Assume we have a rolling mean function, but now we wish to apply a 5-period rolling mean to the last observation right before every 15 minute interval:

def rolling_mean(x, col_name, n):
    return pd.DataFrame(x[col_name].shift(1).rolling(window=n).mean(), index=x.index)
z = DataProcessor(data)(TimeFreqFilter(TimePeriod.MINUTE, 15))(rolling_mean, col_name="Return", n=5).data

Get the observations between 8:30 AM and 4:30 PM at every hour and rename a column

z2 = DataProcessor(data)("between_time", '08:30', '16:30')(TimeFreqFilter(TimePeriod.HOUR, 1))(
    lambda x: x.rename(columns={"Return": "RETURN"})).data

On all business days get the difference in price from 15:59 to 16:30.

z3 = DataProcessor(data)("between_time", '15:59', '16:30')(TimeFreqFilter(TimePeriod.BUSINESS_DAY))(
    lambda x: x.iloc[-1,x.columns.get_loc("Px")]-x.iloc[0,x.columns.get_loc("Px")])

As an illustration, here are some methods for filtering between two times:

z2 = DataProcessor(data). 
    between_time('08:30', '16:30'). 
    ("between_time", '09:15', '15:30').
    (partial(lambda x, y, z: z.loc[x:y], '2020-03-13 08:00', '2020-03-17 08:00')).data

Next, starting at 8:15 AM on 15 Mar 2020, we take summary data for 5 minute intervals consisting of first, max, min, last, median, mean and standard deviation of the Return column.
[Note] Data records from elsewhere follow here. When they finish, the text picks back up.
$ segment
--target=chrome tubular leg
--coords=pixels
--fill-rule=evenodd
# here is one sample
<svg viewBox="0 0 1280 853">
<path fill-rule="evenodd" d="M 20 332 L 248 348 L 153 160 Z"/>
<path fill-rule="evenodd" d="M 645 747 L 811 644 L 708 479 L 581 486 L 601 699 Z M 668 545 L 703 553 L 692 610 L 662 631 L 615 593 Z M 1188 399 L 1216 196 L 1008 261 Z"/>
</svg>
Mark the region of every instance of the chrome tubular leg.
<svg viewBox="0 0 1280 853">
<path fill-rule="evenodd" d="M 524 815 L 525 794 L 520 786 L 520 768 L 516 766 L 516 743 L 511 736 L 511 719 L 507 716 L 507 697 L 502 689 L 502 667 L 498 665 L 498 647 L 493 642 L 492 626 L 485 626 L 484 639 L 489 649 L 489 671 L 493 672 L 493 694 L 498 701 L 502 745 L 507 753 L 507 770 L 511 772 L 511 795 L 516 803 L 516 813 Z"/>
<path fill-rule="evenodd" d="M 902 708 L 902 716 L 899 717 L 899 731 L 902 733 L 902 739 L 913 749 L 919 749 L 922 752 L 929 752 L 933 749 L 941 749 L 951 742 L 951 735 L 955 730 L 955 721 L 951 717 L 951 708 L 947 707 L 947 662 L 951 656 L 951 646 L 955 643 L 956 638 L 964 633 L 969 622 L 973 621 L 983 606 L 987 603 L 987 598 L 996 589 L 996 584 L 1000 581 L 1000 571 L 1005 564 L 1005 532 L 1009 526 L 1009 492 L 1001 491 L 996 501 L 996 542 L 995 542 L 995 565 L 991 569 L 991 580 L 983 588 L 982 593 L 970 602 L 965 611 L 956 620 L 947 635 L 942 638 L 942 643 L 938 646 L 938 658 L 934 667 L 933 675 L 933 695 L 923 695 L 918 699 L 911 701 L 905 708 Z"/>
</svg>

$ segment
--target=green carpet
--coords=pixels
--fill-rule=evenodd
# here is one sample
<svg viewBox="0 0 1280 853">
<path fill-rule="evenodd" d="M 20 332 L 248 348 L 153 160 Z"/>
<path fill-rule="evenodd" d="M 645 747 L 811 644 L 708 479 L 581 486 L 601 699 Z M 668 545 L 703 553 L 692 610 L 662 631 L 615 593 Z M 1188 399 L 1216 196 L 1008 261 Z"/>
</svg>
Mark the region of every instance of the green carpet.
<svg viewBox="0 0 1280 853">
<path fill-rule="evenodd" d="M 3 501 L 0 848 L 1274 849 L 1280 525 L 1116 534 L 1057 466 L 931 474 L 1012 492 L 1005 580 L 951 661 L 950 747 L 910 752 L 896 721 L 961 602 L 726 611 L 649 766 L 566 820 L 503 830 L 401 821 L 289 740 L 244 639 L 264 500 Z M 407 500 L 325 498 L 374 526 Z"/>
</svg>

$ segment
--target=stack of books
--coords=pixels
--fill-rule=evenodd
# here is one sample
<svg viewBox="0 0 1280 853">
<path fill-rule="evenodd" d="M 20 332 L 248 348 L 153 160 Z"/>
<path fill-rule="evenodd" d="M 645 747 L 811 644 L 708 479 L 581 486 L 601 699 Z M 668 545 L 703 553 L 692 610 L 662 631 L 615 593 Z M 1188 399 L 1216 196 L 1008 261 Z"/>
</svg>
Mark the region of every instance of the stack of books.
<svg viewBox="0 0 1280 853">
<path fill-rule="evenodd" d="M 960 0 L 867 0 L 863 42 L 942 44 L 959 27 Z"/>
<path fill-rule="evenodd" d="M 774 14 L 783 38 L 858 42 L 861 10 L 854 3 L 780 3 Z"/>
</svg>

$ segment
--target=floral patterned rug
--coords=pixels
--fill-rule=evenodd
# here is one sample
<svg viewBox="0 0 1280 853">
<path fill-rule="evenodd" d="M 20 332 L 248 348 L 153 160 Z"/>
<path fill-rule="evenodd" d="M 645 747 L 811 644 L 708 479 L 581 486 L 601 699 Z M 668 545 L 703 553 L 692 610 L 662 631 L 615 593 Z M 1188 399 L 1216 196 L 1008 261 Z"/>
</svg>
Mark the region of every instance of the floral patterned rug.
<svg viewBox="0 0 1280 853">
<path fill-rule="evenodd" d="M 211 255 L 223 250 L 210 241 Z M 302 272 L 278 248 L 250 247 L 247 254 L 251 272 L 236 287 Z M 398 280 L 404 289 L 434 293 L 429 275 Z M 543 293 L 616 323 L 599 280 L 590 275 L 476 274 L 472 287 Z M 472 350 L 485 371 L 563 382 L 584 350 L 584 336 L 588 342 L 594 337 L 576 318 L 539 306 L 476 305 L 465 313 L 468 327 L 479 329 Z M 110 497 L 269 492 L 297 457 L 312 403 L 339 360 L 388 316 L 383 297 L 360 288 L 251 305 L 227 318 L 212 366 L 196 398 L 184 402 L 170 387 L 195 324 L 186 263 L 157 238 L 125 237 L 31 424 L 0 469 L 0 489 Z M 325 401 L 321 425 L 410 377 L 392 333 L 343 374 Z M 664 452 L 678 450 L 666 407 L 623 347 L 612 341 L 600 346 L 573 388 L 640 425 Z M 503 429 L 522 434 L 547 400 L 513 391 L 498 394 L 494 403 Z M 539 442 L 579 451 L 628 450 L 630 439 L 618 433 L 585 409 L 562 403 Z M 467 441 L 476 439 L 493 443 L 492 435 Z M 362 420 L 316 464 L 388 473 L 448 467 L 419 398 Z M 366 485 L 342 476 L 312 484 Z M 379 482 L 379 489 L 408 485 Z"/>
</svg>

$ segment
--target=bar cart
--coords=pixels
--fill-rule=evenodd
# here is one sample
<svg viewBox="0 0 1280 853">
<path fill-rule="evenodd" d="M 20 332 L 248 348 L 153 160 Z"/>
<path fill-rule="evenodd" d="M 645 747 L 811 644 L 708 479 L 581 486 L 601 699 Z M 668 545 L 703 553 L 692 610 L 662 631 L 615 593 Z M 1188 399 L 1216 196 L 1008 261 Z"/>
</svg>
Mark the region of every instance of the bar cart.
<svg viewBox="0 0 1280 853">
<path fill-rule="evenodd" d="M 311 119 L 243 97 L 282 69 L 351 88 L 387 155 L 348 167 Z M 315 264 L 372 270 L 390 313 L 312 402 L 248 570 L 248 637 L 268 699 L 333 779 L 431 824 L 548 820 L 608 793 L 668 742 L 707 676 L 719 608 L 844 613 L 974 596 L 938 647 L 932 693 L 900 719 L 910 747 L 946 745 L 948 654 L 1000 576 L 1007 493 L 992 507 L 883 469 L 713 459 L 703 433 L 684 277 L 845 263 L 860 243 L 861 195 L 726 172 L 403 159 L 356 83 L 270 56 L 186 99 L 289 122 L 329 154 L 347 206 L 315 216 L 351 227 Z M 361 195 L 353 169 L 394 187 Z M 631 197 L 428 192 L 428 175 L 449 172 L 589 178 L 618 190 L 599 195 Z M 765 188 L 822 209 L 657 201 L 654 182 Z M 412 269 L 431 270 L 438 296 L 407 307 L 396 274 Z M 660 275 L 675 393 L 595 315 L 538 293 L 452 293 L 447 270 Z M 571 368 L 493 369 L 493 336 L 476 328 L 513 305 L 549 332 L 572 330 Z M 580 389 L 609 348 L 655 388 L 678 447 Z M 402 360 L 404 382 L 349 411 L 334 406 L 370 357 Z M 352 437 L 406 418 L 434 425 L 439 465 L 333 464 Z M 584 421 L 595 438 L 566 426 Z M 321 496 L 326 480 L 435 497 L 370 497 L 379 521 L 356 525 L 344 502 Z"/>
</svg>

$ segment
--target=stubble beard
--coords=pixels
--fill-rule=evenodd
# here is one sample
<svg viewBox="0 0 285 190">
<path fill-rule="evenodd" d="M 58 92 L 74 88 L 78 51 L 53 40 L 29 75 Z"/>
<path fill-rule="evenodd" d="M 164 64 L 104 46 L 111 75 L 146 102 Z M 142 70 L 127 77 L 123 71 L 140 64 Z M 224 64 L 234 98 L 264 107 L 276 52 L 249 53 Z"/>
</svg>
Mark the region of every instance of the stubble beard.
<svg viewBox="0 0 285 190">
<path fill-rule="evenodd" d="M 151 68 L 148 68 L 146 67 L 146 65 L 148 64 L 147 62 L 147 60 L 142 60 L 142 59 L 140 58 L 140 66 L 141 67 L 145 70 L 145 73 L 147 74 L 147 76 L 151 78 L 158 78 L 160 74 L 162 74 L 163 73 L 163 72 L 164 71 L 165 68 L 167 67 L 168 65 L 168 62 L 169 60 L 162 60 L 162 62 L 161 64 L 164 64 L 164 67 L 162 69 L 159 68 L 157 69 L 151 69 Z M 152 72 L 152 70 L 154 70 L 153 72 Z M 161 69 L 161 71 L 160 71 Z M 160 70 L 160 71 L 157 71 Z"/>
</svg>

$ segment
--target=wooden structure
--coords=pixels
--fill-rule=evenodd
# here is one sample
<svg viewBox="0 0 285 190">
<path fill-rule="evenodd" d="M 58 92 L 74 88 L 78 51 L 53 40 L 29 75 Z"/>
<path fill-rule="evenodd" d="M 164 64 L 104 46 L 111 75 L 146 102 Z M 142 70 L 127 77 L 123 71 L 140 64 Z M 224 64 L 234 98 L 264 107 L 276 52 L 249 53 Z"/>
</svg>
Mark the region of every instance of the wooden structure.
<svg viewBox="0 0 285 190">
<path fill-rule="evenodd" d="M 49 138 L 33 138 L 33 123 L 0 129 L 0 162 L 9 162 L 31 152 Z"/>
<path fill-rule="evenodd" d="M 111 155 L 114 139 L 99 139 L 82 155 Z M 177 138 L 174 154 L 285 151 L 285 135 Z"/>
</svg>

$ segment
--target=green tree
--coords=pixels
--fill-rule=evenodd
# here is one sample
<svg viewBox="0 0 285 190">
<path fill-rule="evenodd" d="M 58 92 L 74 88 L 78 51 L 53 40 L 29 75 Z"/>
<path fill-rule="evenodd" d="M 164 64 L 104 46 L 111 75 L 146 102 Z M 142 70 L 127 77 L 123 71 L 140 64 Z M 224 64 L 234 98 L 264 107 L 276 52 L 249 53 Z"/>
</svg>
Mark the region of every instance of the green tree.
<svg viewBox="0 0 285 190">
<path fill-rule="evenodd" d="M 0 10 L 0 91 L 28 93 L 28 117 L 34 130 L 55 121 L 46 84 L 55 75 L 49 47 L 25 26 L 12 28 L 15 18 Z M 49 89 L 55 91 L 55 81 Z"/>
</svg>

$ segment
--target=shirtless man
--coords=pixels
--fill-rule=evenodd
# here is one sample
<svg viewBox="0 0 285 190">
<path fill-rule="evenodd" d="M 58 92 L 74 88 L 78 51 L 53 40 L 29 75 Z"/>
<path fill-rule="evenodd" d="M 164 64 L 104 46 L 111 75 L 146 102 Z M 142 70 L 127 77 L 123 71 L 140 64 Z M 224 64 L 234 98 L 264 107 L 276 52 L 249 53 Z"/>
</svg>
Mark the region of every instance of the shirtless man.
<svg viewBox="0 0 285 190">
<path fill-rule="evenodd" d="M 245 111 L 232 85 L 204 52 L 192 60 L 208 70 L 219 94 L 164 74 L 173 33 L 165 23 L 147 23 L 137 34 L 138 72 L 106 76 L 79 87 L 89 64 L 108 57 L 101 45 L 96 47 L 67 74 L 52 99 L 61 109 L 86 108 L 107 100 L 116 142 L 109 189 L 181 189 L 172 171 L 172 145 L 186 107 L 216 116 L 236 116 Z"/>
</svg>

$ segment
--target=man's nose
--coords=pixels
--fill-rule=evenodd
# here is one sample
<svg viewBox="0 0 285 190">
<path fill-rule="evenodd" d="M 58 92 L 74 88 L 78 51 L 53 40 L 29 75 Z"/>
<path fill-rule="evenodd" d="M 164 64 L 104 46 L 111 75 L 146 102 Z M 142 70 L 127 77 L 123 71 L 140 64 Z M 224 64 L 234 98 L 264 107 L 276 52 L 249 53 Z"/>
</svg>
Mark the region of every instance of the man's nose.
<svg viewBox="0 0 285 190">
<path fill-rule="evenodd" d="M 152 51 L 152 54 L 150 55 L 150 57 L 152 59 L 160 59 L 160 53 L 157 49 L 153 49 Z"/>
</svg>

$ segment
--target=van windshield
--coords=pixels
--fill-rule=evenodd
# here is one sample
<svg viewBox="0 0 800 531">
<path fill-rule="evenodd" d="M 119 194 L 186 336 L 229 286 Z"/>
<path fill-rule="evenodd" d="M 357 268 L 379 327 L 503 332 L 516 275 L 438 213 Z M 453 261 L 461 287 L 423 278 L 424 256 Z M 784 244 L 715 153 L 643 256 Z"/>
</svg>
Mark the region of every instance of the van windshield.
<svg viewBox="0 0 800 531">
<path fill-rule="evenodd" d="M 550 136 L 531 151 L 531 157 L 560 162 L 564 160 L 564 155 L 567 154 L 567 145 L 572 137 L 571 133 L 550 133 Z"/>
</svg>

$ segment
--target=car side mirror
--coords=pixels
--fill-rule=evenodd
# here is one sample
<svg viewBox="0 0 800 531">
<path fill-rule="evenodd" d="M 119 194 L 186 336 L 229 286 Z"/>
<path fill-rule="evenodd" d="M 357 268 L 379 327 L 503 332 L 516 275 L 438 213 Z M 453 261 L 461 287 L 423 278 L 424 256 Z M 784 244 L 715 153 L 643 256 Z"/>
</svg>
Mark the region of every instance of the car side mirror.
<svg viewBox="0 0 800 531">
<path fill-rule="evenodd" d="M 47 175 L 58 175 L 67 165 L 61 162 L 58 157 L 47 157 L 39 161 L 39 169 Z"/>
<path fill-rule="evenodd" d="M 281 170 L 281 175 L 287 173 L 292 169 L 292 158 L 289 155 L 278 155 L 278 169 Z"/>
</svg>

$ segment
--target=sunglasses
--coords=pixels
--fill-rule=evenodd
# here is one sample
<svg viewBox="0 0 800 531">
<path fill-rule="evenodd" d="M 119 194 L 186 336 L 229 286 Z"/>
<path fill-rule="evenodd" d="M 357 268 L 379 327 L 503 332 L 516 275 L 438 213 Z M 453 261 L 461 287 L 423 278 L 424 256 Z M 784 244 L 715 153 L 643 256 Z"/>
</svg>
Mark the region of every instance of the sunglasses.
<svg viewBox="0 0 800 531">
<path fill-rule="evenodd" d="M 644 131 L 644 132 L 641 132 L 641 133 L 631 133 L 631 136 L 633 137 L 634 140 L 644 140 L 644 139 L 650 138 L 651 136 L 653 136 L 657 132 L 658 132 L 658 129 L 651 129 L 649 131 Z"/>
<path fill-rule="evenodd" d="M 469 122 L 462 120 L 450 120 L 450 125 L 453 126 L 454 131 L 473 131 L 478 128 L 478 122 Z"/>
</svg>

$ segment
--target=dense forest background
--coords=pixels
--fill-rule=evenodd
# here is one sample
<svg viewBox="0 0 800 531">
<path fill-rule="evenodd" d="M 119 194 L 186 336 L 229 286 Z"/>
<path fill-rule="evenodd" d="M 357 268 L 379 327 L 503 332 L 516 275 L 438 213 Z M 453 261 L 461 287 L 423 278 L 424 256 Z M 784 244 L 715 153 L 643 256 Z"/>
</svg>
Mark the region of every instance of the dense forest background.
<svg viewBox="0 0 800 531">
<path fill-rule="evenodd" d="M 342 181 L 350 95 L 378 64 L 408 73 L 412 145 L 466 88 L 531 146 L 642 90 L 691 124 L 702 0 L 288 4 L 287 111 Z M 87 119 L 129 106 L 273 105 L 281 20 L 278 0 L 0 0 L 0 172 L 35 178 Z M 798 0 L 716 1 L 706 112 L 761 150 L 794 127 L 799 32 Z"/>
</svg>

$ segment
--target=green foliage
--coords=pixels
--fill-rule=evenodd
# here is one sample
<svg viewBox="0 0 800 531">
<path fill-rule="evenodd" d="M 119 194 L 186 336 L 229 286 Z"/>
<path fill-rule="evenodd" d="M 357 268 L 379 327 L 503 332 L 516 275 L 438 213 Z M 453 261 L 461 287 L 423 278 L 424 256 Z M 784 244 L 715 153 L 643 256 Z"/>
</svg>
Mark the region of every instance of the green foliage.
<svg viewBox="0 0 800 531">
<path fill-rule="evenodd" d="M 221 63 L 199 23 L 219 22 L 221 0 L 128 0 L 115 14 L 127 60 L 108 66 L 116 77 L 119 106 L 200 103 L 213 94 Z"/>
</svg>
We then rename the columns and keep the intervals with observations.

z2 = DataProcessor(data)[
        TimeFreqFilter(TimePeriod.MINUTE, 5, starting=datetime(2020, 3, 15, 8, 15, 0)),
        [DataProcessor.first, np.max, np.min, DataProcessor.last, np.median, np.mean, np.std], 
    lambda x: x.rename(columns={'amax': 'HIGH', 'amin': 'LOW', 'mean': 'MEAN',
                                 'median': 'MEDIAN', 'first': 'OPEN', 
                                'last': 'CLOSE', 'std': 'STD'}))(
    lambda x: x[~np.isnan(x.MEAN)]).data




  1. Even though the library focuses on a DateTimeIndex, there is nothing stopping users from using the functionality on pandas DataFrames with different indices; including providing their own classes as filters provided they implement an apply method.

  2. The convenience member function summarize_intervals as syntactic sugar for a call to []

  3. The returned data frame will then be the input of any subsequent chaining

  4. A member function of the pandas DataFrame can be called by specifying it as a string in order to distinguish it from other functions in the local or global namespace

  5. The input frame of any subsequent chaining will be the subset matching the returned indices

  6. Such as starting index, whether the indices returned should be the ones right before/after the time intervals or both, etc.

  7. The DataProcessor provides convenience functions for some commonly used operations, but all are syntactic devices.